Монстр не шелохнулся.

— Горгот с нами не пойдет, — воспротивился я.

Горгот склонил голову.

— Ты не можешь здесь оставаться, — забеспокоился Синдри. — Ферракайнд…

— Ферракайнд тоже погиб, — сказал я. Каждое произнесенное слово причиняло боль, все вместе они могли бы слиться в крик.

— Нет. — Синдри от удивления разинул рот.

— Мы не друзья, Йорг из Анкрата, — сказал Горгот еще более низким голосом, чем обычно. — Но мы оба любили мальчика. Ты полюбил его первым. Ты дал ему имя. И это что-то значит.

Я бы сказал ему: «Что за чушь ты несешь», — но не мог, боль была такой сильной, что губы не шевелились.

— Я останусь в Химрифте, в пещерах.

Я бы сказал: «Надеюсь, не задохнешься от вони троллей», — но даже пошевелить губами — высокая цена. Я лишь поднял руку. И Горгот поднял свою. На том и расстались.

Синдри закрыл рот и снова его открыл.

— Ферракайнд погиб?

Я кивнул.

— Ты можешь идти? — спросил он.

Я пожал плечами и остался лежать. Может быть, мог. Может быть, нет. Все дело было в том, что я не хотел этого выяснять.

— Я помогу.
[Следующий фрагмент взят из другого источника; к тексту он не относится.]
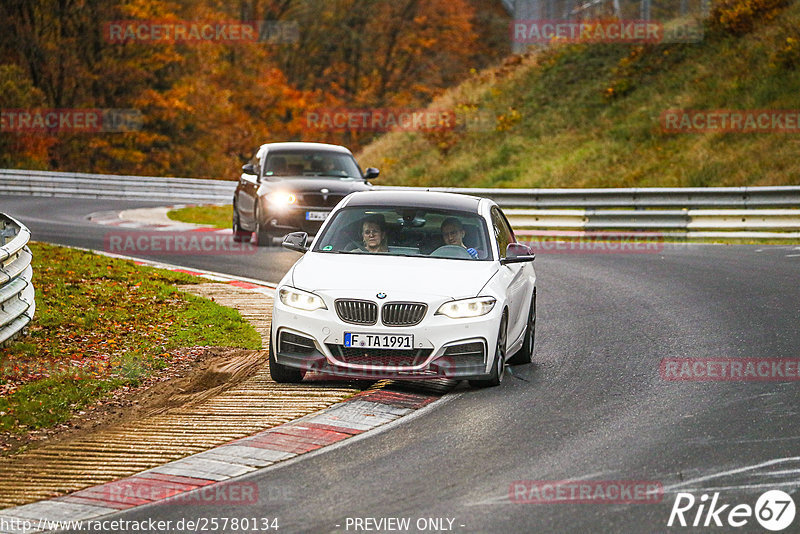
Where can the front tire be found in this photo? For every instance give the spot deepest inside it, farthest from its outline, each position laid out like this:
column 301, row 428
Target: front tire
column 499, row 366
column 525, row 354
column 239, row 235
column 263, row 237
column 281, row 373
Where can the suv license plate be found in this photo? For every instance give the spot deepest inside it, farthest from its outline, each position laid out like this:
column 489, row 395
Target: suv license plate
column 379, row 341
column 316, row 215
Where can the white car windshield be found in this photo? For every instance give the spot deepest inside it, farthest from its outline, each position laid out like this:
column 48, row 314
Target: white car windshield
column 406, row 231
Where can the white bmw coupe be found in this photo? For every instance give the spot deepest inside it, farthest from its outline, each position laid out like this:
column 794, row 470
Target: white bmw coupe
column 406, row 285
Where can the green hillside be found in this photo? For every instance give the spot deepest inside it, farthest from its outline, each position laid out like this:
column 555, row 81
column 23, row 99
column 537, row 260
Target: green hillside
column 590, row 115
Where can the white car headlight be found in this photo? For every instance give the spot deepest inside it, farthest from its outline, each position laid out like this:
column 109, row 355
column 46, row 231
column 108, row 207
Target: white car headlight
column 461, row 309
column 302, row 300
column 281, row 198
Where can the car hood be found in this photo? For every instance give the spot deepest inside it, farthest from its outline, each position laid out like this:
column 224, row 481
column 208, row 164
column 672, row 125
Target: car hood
column 395, row 275
column 334, row 185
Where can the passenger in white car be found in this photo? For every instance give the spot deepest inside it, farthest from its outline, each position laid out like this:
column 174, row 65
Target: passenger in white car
column 453, row 234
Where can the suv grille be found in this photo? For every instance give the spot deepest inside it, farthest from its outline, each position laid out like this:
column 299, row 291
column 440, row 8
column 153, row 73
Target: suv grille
column 318, row 199
column 357, row 311
column 402, row 313
column 379, row 357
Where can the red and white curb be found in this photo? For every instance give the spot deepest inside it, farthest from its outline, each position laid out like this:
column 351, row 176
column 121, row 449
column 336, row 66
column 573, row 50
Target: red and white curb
column 211, row 471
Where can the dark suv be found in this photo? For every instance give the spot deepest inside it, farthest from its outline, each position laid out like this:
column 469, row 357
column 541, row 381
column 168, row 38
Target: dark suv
column 289, row 187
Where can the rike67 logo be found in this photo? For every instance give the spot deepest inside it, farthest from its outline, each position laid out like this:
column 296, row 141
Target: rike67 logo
column 774, row 511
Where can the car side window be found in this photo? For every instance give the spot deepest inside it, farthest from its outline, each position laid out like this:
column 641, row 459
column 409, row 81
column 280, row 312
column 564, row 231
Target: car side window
column 258, row 162
column 502, row 232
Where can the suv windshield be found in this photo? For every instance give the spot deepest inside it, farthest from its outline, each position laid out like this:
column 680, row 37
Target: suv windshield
column 406, row 231
column 299, row 163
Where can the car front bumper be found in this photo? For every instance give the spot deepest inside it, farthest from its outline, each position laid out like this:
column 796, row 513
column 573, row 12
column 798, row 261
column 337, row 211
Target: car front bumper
column 443, row 347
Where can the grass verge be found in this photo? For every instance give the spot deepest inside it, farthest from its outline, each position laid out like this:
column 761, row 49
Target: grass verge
column 216, row 216
column 102, row 324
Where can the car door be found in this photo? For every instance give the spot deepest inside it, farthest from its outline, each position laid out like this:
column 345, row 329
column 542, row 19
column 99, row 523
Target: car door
column 248, row 191
column 512, row 277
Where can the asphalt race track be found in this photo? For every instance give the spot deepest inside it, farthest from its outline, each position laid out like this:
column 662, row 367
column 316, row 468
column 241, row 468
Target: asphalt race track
column 593, row 406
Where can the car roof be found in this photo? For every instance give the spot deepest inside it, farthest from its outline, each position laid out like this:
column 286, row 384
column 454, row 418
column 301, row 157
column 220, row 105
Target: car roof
column 422, row 199
column 306, row 146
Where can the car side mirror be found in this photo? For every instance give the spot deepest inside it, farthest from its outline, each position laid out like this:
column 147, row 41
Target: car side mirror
column 296, row 241
column 517, row 253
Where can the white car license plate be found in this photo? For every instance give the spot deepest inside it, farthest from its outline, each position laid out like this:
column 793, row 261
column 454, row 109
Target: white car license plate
column 379, row 341
column 316, row 215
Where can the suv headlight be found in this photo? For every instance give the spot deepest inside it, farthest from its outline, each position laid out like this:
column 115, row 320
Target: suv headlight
column 461, row 309
column 302, row 300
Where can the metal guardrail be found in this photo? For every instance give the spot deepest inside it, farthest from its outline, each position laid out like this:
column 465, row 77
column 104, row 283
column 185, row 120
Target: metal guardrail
column 111, row 186
column 772, row 211
column 17, row 302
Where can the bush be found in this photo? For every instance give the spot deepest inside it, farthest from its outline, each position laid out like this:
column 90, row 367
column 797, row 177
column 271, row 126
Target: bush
column 738, row 17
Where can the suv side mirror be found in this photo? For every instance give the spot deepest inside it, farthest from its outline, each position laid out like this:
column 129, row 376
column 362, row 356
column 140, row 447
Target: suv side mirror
column 296, row 241
column 518, row 253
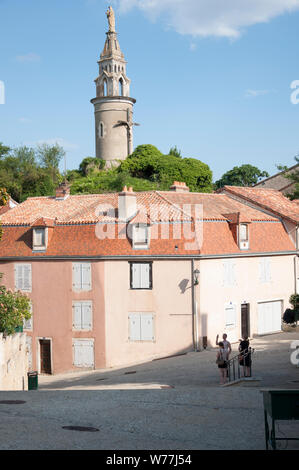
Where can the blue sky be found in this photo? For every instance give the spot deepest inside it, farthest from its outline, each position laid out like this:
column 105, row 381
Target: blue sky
column 214, row 82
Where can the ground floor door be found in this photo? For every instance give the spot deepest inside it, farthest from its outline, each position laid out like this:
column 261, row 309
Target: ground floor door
column 45, row 356
column 245, row 320
column 269, row 317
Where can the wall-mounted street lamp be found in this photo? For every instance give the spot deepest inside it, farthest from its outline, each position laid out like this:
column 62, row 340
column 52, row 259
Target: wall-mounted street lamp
column 196, row 274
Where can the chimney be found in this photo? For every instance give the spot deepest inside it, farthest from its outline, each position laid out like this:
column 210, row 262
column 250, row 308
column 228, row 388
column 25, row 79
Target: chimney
column 63, row 191
column 179, row 187
column 127, row 204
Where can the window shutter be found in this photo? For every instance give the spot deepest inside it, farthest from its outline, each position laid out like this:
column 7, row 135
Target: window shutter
column 77, row 316
column 86, row 276
column 144, row 276
column 134, row 327
column 76, row 276
column 136, row 276
column 23, row 276
column 86, row 316
column 147, row 327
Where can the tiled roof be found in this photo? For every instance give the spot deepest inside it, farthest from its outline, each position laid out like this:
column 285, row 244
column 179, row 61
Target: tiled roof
column 75, row 231
column 269, row 199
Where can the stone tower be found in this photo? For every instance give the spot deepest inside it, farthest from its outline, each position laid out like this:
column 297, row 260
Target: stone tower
column 113, row 105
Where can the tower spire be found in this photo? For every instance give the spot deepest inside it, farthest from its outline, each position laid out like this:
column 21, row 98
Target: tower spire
column 113, row 105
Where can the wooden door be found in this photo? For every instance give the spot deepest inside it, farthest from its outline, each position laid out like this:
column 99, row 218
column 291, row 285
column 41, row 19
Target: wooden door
column 245, row 320
column 45, row 356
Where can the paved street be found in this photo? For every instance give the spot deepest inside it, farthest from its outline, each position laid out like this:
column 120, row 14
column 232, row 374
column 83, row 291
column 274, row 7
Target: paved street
column 175, row 403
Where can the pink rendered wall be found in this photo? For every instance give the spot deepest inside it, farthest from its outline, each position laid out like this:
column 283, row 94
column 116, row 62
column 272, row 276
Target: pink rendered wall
column 52, row 297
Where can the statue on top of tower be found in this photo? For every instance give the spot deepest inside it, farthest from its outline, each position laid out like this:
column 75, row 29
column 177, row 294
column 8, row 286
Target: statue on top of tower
column 111, row 19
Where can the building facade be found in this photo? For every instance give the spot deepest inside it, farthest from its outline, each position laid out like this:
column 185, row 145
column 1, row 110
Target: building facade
column 122, row 278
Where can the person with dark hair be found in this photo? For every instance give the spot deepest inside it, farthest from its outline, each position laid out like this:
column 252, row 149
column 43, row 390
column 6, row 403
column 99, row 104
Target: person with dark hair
column 245, row 356
column 221, row 361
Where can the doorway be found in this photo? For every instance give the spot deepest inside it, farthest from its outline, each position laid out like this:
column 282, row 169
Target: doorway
column 45, row 356
column 245, row 320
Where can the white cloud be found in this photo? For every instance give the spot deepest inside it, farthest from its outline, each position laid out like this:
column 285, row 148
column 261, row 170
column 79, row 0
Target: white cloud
column 222, row 18
column 255, row 93
column 62, row 142
column 30, row 57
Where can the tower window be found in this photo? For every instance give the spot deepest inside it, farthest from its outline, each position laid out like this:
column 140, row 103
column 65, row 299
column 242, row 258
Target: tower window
column 105, row 87
column 121, row 87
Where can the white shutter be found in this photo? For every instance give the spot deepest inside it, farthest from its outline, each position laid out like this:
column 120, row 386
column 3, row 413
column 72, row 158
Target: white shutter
column 28, row 324
column 134, row 327
column 147, row 327
column 86, row 276
column 77, row 316
column 230, row 316
column 29, row 349
column 136, row 276
column 145, row 276
column 86, row 315
column 83, row 352
column 23, row 277
column 76, row 276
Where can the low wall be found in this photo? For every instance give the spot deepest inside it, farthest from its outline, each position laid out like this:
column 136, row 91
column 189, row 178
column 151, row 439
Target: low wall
column 13, row 362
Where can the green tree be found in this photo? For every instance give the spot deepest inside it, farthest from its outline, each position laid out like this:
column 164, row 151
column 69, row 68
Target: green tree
column 245, row 175
column 14, row 309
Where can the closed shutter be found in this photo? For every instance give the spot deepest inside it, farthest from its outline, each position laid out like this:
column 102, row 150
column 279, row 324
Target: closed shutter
column 86, row 276
column 77, row 316
column 230, row 316
column 134, row 327
column 83, row 353
column 147, row 327
column 269, row 317
column 87, row 316
column 82, row 276
column 136, row 276
column 28, row 324
column 145, row 276
column 76, row 276
column 23, row 276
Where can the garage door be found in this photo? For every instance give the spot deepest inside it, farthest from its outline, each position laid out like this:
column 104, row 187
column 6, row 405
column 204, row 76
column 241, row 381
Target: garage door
column 83, row 352
column 269, row 317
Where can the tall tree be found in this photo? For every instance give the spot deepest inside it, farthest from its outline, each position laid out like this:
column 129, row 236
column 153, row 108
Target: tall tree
column 245, row 175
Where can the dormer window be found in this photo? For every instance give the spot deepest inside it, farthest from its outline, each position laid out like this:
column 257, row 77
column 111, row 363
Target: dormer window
column 141, row 237
column 39, row 239
column 243, row 237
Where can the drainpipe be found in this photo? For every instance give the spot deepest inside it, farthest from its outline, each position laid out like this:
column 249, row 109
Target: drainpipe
column 194, row 311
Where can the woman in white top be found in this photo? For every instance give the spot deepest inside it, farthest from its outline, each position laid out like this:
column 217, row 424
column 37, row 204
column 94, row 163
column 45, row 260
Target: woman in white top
column 221, row 361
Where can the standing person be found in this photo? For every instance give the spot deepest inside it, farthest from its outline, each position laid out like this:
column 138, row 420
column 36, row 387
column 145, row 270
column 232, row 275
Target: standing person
column 221, row 361
column 226, row 344
column 245, row 356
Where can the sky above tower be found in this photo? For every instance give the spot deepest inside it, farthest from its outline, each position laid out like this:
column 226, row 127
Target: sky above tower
column 211, row 77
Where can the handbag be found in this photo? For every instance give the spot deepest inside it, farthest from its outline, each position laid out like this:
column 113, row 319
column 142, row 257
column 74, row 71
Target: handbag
column 220, row 361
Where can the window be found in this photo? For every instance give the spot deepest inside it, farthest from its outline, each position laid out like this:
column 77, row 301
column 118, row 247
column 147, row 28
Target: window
column 39, row 239
column 23, row 277
column 82, row 315
column 141, row 327
column 243, row 237
column 229, row 275
column 28, row 324
column 141, row 276
column 265, row 270
column 83, row 352
column 82, row 276
column 120, row 87
column 230, row 316
column 140, row 237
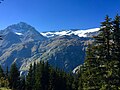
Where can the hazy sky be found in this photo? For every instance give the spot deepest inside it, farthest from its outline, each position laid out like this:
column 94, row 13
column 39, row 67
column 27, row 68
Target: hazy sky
column 47, row 15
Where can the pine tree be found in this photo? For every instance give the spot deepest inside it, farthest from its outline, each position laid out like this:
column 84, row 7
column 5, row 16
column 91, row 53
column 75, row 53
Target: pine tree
column 29, row 78
column 116, row 51
column 14, row 77
column 1, row 72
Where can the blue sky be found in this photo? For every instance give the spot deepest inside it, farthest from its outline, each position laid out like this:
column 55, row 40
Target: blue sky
column 49, row 15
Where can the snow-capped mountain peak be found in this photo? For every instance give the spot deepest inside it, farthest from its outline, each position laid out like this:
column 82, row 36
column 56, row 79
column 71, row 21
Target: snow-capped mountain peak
column 80, row 33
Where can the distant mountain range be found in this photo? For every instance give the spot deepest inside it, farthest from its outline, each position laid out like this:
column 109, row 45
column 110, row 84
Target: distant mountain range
column 24, row 45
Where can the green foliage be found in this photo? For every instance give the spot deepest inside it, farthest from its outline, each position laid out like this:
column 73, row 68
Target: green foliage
column 102, row 64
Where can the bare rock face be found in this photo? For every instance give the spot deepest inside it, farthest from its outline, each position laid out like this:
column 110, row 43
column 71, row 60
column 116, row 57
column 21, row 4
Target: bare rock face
column 24, row 45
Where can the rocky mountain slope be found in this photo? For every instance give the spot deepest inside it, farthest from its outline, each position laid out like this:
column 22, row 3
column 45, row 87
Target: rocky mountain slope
column 24, row 45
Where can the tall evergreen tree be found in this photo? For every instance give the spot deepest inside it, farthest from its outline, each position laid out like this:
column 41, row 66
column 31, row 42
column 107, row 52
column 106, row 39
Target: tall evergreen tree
column 1, row 72
column 14, row 77
column 29, row 79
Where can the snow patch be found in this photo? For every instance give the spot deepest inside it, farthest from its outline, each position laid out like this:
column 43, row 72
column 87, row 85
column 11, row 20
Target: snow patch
column 80, row 33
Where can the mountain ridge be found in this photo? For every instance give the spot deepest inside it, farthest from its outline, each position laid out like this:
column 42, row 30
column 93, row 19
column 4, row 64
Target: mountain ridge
column 24, row 45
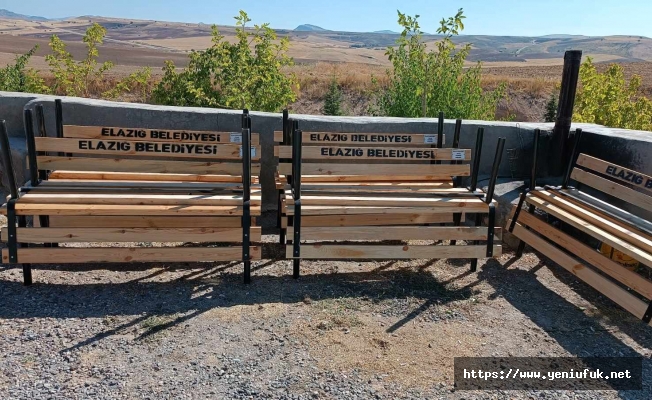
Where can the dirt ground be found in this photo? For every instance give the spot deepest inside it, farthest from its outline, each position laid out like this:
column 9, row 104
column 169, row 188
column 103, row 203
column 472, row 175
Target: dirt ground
column 344, row 330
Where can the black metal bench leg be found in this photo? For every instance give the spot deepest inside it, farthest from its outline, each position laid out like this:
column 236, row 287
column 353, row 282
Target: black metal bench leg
column 474, row 262
column 457, row 221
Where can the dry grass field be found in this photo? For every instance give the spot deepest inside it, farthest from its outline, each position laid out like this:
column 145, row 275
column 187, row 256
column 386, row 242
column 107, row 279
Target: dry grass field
column 530, row 68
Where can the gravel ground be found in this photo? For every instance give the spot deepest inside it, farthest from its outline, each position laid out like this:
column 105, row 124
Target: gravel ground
column 345, row 330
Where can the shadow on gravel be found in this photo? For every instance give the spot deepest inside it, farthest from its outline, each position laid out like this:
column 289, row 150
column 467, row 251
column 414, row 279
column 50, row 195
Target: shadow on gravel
column 172, row 302
column 579, row 334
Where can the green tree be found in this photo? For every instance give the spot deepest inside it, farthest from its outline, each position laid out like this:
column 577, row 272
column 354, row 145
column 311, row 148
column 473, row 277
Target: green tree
column 608, row 99
column 551, row 109
column 18, row 78
column 424, row 82
column 333, row 100
column 244, row 74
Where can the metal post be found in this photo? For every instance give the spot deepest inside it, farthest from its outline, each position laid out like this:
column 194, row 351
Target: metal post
column 296, row 182
column 569, row 80
column 476, row 159
column 31, row 148
column 40, row 121
column 246, row 195
column 6, row 160
column 573, row 158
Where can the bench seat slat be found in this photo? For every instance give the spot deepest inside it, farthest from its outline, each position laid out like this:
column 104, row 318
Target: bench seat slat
column 595, row 231
column 139, row 221
column 79, row 235
column 136, row 199
column 610, row 289
column 609, row 267
column 118, row 210
column 120, row 255
column 616, row 190
column 328, row 251
column 393, row 233
column 145, row 166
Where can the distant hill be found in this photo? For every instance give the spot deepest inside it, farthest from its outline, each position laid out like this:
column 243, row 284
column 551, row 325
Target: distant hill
column 12, row 15
column 310, row 28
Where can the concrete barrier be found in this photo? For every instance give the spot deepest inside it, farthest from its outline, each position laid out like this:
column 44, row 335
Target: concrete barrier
column 628, row 148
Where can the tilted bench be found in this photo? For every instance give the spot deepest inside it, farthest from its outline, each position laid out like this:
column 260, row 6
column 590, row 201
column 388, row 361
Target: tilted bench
column 95, row 184
column 595, row 219
column 365, row 187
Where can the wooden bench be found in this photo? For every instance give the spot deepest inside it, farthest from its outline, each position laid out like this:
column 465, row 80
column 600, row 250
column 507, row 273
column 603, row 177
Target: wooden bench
column 596, row 219
column 365, row 187
column 96, row 184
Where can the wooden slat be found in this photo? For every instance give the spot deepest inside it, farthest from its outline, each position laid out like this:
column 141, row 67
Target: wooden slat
column 627, row 234
column 125, row 176
column 399, row 154
column 373, row 139
column 140, row 166
column 610, row 210
column 615, row 171
column 392, row 233
column 614, row 189
column 596, row 232
column 602, row 284
column 136, row 199
column 143, row 149
column 374, row 219
column 424, row 172
column 138, row 221
column 326, row 252
column 94, row 209
column 160, row 135
column 79, row 255
column 71, row 235
column 442, row 207
column 387, row 201
column 593, row 257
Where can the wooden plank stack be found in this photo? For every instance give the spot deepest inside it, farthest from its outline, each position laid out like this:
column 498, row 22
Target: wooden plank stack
column 94, row 184
column 596, row 218
column 371, row 187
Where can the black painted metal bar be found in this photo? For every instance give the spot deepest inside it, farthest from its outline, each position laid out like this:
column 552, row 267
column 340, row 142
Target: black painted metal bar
column 476, row 159
column 6, row 160
column 297, row 137
column 491, row 230
column 494, row 170
column 573, row 159
column 40, row 121
column 31, row 148
column 246, row 195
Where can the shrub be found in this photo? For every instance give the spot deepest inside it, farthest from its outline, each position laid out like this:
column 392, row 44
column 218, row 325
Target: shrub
column 333, row 100
column 423, row 83
column 233, row 75
column 551, row 109
column 608, row 99
column 17, row 78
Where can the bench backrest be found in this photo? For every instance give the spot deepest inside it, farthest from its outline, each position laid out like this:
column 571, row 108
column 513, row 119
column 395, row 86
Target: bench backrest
column 617, row 181
column 345, row 156
column 140, row 150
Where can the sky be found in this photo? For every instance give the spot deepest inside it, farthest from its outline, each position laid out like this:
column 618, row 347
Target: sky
column 484, row 17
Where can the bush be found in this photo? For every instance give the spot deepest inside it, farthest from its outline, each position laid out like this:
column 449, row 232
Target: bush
column 423, row 83
column 608, row 99
column 232, row 75
column 551, row 109
column 333, row 100
column 17, row 78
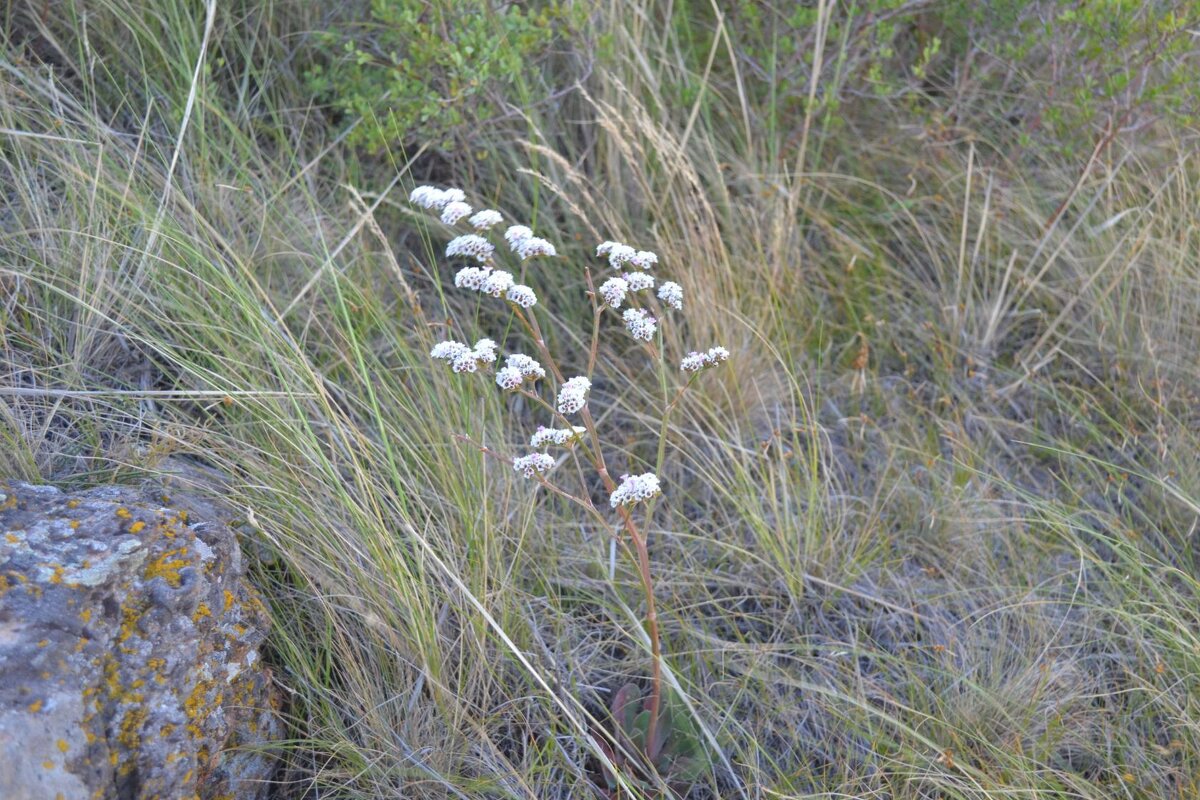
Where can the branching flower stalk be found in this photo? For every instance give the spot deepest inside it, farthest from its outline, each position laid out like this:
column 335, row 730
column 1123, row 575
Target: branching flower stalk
column 520, row 374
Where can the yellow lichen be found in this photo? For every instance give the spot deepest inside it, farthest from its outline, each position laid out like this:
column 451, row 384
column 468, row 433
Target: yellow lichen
column 202, row 611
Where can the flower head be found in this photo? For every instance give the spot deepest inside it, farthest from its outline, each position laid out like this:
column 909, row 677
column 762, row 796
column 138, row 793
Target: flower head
column 528, row 368
column 643, row 259
column 497, row 283
column 640, row 324
column 509, row 378
column 448, row 350
column 533, row 463
column 430, row 197
column 521, row 295
column 467, row 361
column 573, row 395
column 717, row 355
column 485, row 352
column 485, row 220
column 613, row 292
column 671, row 294
column 696, row 361
column 515, row 234
column 639, row 281
column 455, row 211
column 472, row 277
column 635, row 488
column 472, row 246
column 561, row 437
column 533, row 246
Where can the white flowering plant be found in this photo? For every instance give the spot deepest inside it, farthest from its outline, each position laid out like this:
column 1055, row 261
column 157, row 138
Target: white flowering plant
column 567, row 400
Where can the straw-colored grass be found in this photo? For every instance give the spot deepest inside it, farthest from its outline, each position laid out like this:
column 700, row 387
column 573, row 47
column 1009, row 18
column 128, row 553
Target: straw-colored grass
column 930, row 534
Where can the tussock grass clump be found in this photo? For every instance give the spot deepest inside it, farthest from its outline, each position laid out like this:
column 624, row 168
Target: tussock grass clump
column 933, row 527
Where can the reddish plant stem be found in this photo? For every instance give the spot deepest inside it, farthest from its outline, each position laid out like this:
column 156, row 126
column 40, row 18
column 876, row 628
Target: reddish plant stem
column 643, row 554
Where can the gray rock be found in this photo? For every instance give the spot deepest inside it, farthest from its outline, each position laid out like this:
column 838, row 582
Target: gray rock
column 129, row 651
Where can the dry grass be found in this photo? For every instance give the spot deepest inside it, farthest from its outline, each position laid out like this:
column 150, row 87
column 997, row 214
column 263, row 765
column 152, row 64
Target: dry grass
column 931, row 535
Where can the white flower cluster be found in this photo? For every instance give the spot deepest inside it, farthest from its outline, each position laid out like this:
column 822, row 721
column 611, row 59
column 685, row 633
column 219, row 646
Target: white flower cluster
column 497, row 283
column 485, row 220
column 533, row 463
column 561, row 437
column 521, row 295
column 515, row 234
column 635, row 488
column 533, row 246
column 455, row 211
column 429, row 197
column 639, row 281
column 697, row 361
column 573, row 395
column 640, row 324
column 517, row 370
column 621, row 254
column 471, row 246
column 613, row 292
column 462, row 358
column 671, row 293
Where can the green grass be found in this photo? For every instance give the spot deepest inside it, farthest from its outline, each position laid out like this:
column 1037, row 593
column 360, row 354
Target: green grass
column 966, row 570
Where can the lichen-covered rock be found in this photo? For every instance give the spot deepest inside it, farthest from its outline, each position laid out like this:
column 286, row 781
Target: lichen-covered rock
column 129, row 651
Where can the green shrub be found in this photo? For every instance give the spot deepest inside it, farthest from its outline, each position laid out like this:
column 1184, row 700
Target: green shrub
column 426, row 70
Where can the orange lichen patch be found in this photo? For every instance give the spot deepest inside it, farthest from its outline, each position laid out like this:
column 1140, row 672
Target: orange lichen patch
column 168, row 565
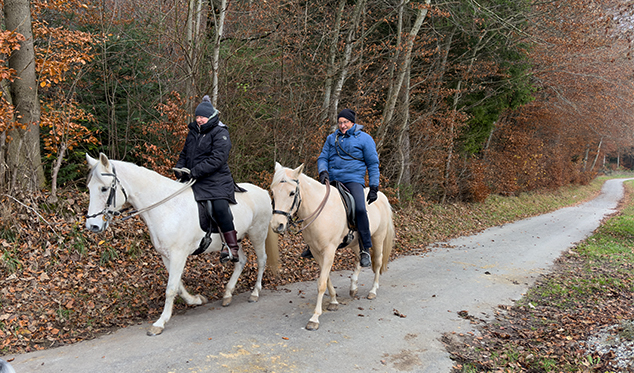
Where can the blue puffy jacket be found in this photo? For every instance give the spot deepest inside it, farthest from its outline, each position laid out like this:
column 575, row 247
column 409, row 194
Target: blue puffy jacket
column 347, row 156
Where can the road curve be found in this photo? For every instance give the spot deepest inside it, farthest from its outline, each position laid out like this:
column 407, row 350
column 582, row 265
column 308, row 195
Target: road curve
column 419, row 300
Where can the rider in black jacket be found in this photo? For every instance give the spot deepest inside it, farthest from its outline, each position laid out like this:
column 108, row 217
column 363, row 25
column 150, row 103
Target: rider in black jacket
column 205, row 154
Лошади. — Сообразил Синдри. — Подожди здесь. — Он вытянул руки так, словно я поднимался, а он хотел меня остановить, затем крутнулся на каблуках и побежал с резвой прытью. Я подумал, что сообщенная мною новость подстегивала его сильнее моего плачевного состояния. Он хотел быть первым, кто принесет эту новость своим сородичам. И это справедливо.

Я смотрел на голубое небо и молил о дожде. Надо мной кружились мухи, привлеченные обгоревшей плотью, они хотели отложить в ней яйца. Вскоре я перестал от них отмахиваться. Лежал, постанывая, поворачиваясь то так, то эдак, словно это могло помочь. Время от времени терял сознание, во второй половине дня наконец-то пошел дождь, и я стал молиться, чтобы он перестал. Каждая капля дождя падала на обожженное лицо каплей кислоты. К вечеру налетели комары, кто знает, где они прятались днем. В Дейнлендзе их были тучи. Возможно, это объясняло, почему жители здесь были белолицыми. Кровососущие выпили их кровь. Я лежал, позволяя комарам поедать меня, и наконец я услышал голоса.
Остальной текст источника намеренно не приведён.